When the phenomenon of Rashid Khan emerged and started trotting the globe, Mohammad Nabi was doing the same along with him. There’s hardly any T20 league of note where Nabi hasn’t played. And with him went his Afghan identity. He wore it on his sleeves, expressed it through his tongue, and affirmed its presence by his bat and ball. 


Hence, when politics became louder than cricket in the corridors of the Afghanistan Cricket Board, he stood his ground and spoke the truth to power. He left his Captaincy, got it back, and then left it again. 

Today, Afghanistan cricket has reached a stage where they don’t need Nabi to bat often. They have Rahmanullah Gurbaz and Ibrahim Zadran - one of the best opening pairs in ODI cricket. They have skilful pacers in Fazalhaq Farooqi and Naveen ul Haq. And above all, they have the spin quartet of doom — Rashid, Mujeeb ur Rahman, Noor Zadran and Nabi. 

Also read - How underrated are Zadran-Gurbaz as an opening pair?

Afghanistan are now banging the doors of the World Cup semi-finals. It took them two decades and more to reach this point. In their first-ever official ODI against Scotland, Nabi scored 58 off 64 and was the Player of the Match. And today, in Afghanistan’s 159th ODI against the Netherlands, he's the Player of the Match again for his 28 for 3. 

In between the two games for Nabi, there are more than 14 years, 154 ODIs and at least two different generations of Afghanistan cricket. Mohammad Nabi has survived the inertia of anxiousness derived from the trauma of war that mournfully flows in the Afghan blood. He has lived the staggering rise of Afghan cricket. He has survived the slump in its sophomore years. He has gone around the globe flying the Afghan flag, wearing different coloured jerseys. And now, he’s back in the Afghan blue as they find themselves on the edge of a new history. 

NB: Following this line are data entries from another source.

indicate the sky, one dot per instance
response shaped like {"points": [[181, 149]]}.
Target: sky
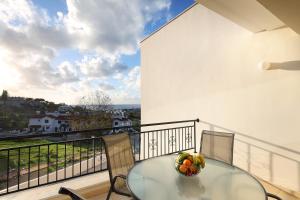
{"points": [[62, 50]]}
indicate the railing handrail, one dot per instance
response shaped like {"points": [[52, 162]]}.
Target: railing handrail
{"points": [[53, 134]]}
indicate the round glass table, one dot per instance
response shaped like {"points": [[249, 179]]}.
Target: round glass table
{"points": [[156, 178]]}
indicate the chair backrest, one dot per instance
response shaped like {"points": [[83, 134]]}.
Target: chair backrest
{"points": [[217, 145], [119, 154]]}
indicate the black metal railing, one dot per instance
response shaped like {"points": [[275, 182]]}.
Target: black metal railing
{"points": [[30, 166]]}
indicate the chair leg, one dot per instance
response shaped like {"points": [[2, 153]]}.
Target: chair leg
{"points": [[109, 193]]}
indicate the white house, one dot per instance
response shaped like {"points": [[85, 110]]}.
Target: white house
{"points": [[120, 119], [49, 123]]}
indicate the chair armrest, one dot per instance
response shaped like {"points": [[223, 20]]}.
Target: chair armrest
{"points": [[273, 196], [119, 176], [72, 193]]}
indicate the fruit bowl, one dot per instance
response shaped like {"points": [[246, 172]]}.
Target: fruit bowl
{"points": [[189, 165]]}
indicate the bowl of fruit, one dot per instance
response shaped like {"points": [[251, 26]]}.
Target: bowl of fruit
{"points": [[189, 165]]}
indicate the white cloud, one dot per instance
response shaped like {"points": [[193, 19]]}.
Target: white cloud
{"points": [[101, 67], [111, 26], [101, 30]]}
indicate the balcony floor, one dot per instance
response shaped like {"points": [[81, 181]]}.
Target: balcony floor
{"points": [[97, 186]]}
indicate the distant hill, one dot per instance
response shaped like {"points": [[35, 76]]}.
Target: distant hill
{"points": [[126, 106]]}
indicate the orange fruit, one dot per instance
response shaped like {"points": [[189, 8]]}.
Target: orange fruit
{"points": [[187, 163], [183, 169], [193, 169], [190, 157]]}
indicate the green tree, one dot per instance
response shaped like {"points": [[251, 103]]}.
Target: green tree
{"points": [[4, 96]]}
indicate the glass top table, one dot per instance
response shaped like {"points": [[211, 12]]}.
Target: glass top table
{"points": [[156, 178]]}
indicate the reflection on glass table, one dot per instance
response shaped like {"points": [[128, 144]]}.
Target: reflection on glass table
{"points": [[157, 179]]}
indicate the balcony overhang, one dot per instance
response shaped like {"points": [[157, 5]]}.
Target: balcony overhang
{"points": [[249, 14], [288, 11]]}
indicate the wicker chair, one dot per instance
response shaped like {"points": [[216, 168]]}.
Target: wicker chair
{"points": [[217, 145], [72, 193], [120, 159]]}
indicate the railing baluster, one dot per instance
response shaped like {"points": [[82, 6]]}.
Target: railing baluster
{"points": [[182, 139], [148, 146], [7, 175], [179, 141], [185, 138], [56, 173], [65, 173], [101, 143], [165, 142], [160, 133], [73, 157], [168, 140], [39, 161], [156, 144], [28, 175], [87, 157], [19, 162], [48, 162], [144, 145], [172, 141], [94, 152], [80, 157], [195, 145]]}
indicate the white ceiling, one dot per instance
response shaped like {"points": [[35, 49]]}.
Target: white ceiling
{"points": [[249, 14], [288, 11]]}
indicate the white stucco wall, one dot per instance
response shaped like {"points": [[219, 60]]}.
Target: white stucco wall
{"points": [[202, 65]]}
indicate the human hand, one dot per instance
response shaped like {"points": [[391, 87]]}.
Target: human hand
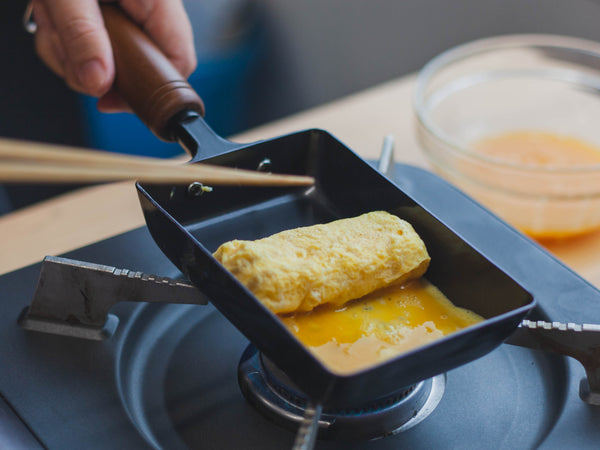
{"points": [[72, 41]]}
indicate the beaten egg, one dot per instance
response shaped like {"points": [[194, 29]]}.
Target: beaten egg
{"points": [[570, 212], [378, 326]]}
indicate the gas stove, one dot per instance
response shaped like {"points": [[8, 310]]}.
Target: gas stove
{"points": [[179, 376]]}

As Dickens says in A Tale of Two Cities, “It was the best of times, it was the worst of times.” Nabi knows that. In such a dichotomy of his career and life, Nabi keeps doing what he knows best – one dot ball after the other, one dot ball after the other. 

He might not be right-arm great. But he is definitely right-arm efficient because that’s what Afghanistan needed him to be, both as a team and as a nation.